Pap smear showing chlamydia

Pap smear showing chlamydia infection (National Cancer Institute)

2 December 2015. An experimental vaccine to prevent chlamydia was shown in tests with lab mice to prevent pelvic inflammation and clear bacteria more than mice not receiving the vaccine. The vaccine, given through the nose, is made by NanoBio Corp., a biopharmaceutical company in Ann Arbor, Michigan.

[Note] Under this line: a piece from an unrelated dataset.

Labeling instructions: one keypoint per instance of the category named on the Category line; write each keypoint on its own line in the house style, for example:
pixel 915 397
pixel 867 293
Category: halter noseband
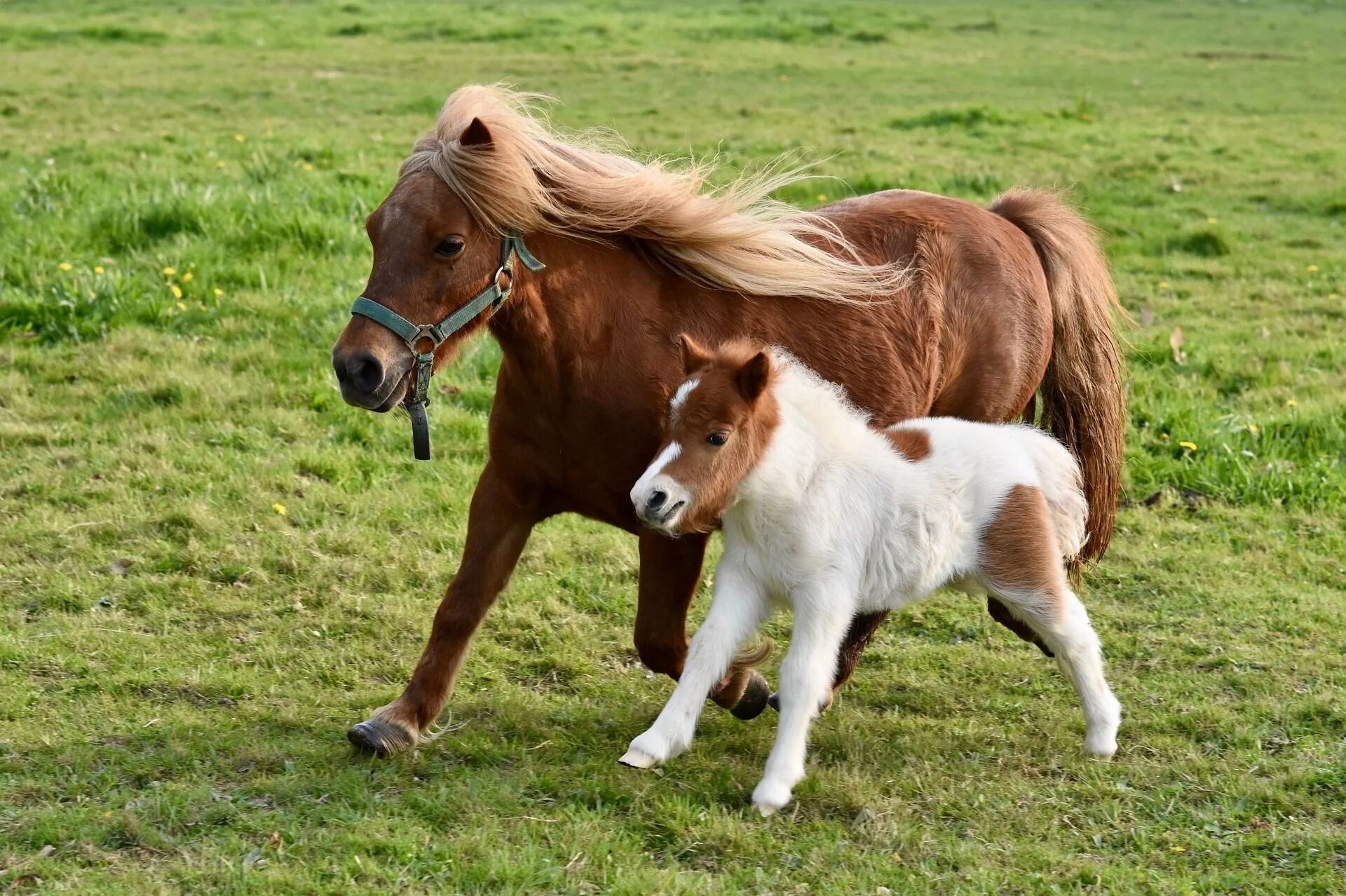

Chlamydia is a sexually transmitted disease that infects both men and women, but in women can result in pelvic inflammatory disease damaging reproductive organs, making it difficult or impossible to get pregnant. The disease does not cause symptoms in most people, and for those who do have symptoms — e.g., abnormal discharge, burning sensation when urinating — they do not develop until several weeks after sexual contact. Centers for Disease Control and Prevention says in 2014, more than 1.4 million cases of chlamydia were reported in the U.S., or about 456 cases per 100,000 residents, an increase of 2.8 percent from 443.5 per 100,000 residents in 2011-13.

NanoBio is a spin-off company from the University of Michigan Nanotechnology Institute for Medicine and Biological Sciences, founded in 2000. The company develops anti-infection vaccines and adjuvants, or boosters, using its technology that creates oil-in-water emulsions of nanoscale (400 to 500 nanometer) droplets, stabilized with surfactants. The nanoscale emulsions, says the company, can quickly penetrate skin pores and mucous membranes to fight infections.

In this study, a team led by immunologist Kenneth Beagley at Queensland University of Technology in Brisbane, Australia tested NanoBio’s candidate for chlamydia with mice, which were first given nasally three doses of the vaccine-adjuvant, then induced with vaginal cases of chlamydia. A comparison group of mice were induced with chlamydia, but not given the vaccine.

The results reported by the company, but not published in a peer-reviewed journal, show 20 percent mice given the vaccine developed indicators of pelvic inflammation, compared to 100 percent of mice not given the vaccine. Mice given the vaccine also produced antibodies and regulatory proteins, and cleared bacteria faster than the untreated mice.

In September 2015, NanoBio reported at the International Herpesvirus Workshop, results of tests of a vaccine for genital herpes, a viral sexually transmitted disease, with guinea pigs in the lab. In those tests, the nasally-administered vaccine prevented infection in 92 percent of the treated animals, compared to 8 percent in the untreated group. A separate test used the vaccine to treat guinea pigs already induced with genital herpes. As a treatment, the vaccine reduced recurring lesions by 64 percent and viral shedding — release of virus, which spreads the infection — by more than 50 percent, compared to untreated animals.